Buluşma yerine ilk gelen Caravelle ekibi turun daha başında dakiklik konusunda taviz vermeyeceğini belli etmişti. Bir müddet beklemeden sonra iş makinası buluşma yerine geldi ( bundan böyle fıstıkî jeep olarak belirtilecek), araçtan inen Aksoy’lar başlarına geleni hareretli bir şekilde anlatırken, kendileri ile gelecek olan şahısın uyuyup kaldığını kendi başına geleceğini o yüzden yanlız geldiklerini belirttiler. Uyuyup kalan şahıs (bundan böyle somun pehlevanı olarak anılacaktır, yazıda kısaca SP geçecektir) hemen sevdaluğundan ( adı Efuli imiş sonra öğrendik ) yardım istemiş. Bir müddet sonra getirilen SP ile tanışma merasimi ve yaşanan kısa bir kargaşadan sonra Efuli hanıma teşekkür ederek evine gönderdik. Ancak Caravelle ekibine süpriz bir şekilde katılarak izin almadan ön koltukta yerini alan bu SP’nin  pilotumuza yardımcı olmak üzere geldiğini söyleyince, oraya kadar Caravelle ekibi ile gelen Türker'ler derhal Ejderoğullarına katılarak garip görünen bu SP’den kurtulmuş oldular , tur hakkında dağıtılan broşürler alındıktan sonra yola nihayet revan olundu. 

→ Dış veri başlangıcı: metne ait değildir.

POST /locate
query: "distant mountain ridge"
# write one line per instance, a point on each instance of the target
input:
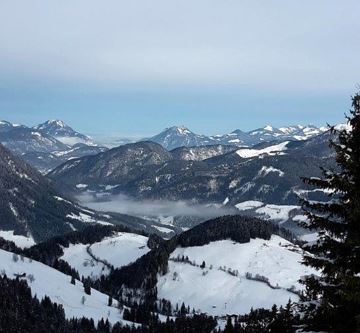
(64, 133)
(47, 145)
(175, 137)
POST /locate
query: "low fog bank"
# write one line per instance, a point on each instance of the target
(126, 205)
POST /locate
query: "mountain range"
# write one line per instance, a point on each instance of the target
(47, 145)
(175, 137)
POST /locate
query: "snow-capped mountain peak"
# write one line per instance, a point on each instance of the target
(178, 136)
(64, 133)
(269, 128)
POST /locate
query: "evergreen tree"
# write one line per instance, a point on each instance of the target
(335, 295)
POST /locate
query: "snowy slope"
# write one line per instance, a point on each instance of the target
(56, 285)
(118, 250)
(64, 133)
(19, 240)
(277, 213)
(209, 289)
(272, 150)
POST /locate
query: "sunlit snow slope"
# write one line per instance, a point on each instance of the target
(215, 291)
(118, 250)
(49, 282)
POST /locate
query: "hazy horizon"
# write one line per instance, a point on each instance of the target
(133, 69)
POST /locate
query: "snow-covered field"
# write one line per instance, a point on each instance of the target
(277, 213)
(272, 150)
(46, 281)
(217, 292)
(20, 241)
(118, 250)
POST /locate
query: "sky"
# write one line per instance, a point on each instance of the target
(133, 68)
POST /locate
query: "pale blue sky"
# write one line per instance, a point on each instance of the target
(132, 68)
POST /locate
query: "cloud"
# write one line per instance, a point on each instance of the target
(276, 44)
(125, 205)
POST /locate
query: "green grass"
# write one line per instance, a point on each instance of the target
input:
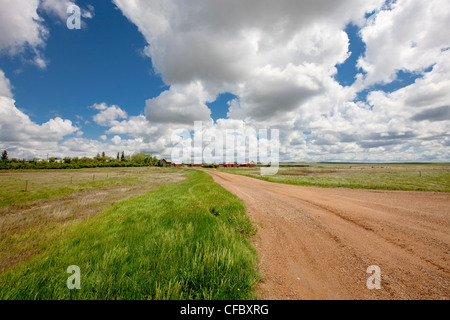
(423, 177)
(49, 184)
(188, 240)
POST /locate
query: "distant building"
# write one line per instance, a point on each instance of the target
(165, 163)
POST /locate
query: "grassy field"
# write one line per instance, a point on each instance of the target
(423, 177)
(183, 240)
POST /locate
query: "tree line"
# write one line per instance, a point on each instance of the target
(101, 160)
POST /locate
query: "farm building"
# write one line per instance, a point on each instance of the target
(250, 164)
(165, 162)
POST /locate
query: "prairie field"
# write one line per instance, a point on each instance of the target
(419, 177)
(135, 233)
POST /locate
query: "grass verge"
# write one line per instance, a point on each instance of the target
(188, 240)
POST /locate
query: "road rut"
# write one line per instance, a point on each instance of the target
(317, 243)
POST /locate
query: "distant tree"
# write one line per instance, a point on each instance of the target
(5, 155)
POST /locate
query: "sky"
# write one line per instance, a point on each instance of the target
(341, 80)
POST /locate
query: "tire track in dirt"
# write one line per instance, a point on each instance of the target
(317, 243)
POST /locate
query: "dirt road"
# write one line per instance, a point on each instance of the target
(317, 243)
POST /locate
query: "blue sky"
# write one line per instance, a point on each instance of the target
(343, 81)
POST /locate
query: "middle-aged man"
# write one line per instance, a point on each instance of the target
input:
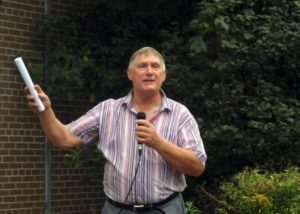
(146, 158)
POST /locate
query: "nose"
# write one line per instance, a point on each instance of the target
(149, 70)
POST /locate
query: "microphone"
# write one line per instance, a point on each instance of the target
(140, 116)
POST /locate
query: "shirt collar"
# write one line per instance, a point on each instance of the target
(127, 101)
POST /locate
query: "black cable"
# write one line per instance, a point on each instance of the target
(133, 181)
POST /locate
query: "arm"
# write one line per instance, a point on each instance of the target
(183, 160)
(55, 130)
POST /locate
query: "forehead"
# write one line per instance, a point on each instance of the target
(145, 57)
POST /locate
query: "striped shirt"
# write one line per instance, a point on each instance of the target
(112, 124)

Tedirgin Caravelle ekibi garip garip konuşan devamlı video çeken öndeki SP için yapacak bişey olmadığını görünce alışmak zorunda kaldı. Tur broşürünü zorla okuyup dinlettikten sonra diğer ekipleri de arayıp aynı talimatları vermeye başladı, sonra da cd’ler le kaptanımızla uğraşmaya dalınca Caravelle ekibi rahat bir nefes aldı. Programa göre Şef Dursun’da ( Arizona apaçi’lerinden olup yaşadığı yerlere benzeyen Bolu dağına gelip yerleşmiş bir kişi )  kahvaltı için duruldu. Kapıların açılması ile birlikte kahvaltı masasına aynı anda 13 kişi birlikte çullandı. Şef Dursun olacakları önceden kestirmiş olmalı ki ortalarda gözükmeyerek canını zor kurtardı, gerçi ekibin daha sonra sakinleşmesi ve kan şekerinin normal düzeye gelmesi ile sohbetlere katıldı. Bu arada yan masadan gelen çok bağırıyorsunuz ikazı grubun iyi tarafına denk geldi, karşılık verilmedi. Şef Dursun kahvaltı sonrası verdiği bilgilerde sadece tüketilen kaymağın 4 kilo olduğunu artık sezon sonuna kadar kahvaltıdan para kazanamıyacağını gülerek anlattı. Diğer tüketilen kahvaltılıklara ise burada hiç girmeyeceğiz, sadece işin anlaşılması için donmuş sucuk yağının dahi çok rağbet gördüğünü belirtelim. Artık rahatlayan tur ekibi toplu olarak yola koyuldu, bu arada Caravelle ekibinden SP ayrılarak fıstikî jeep’e geçerek göbeğine uygun bir yer buldu.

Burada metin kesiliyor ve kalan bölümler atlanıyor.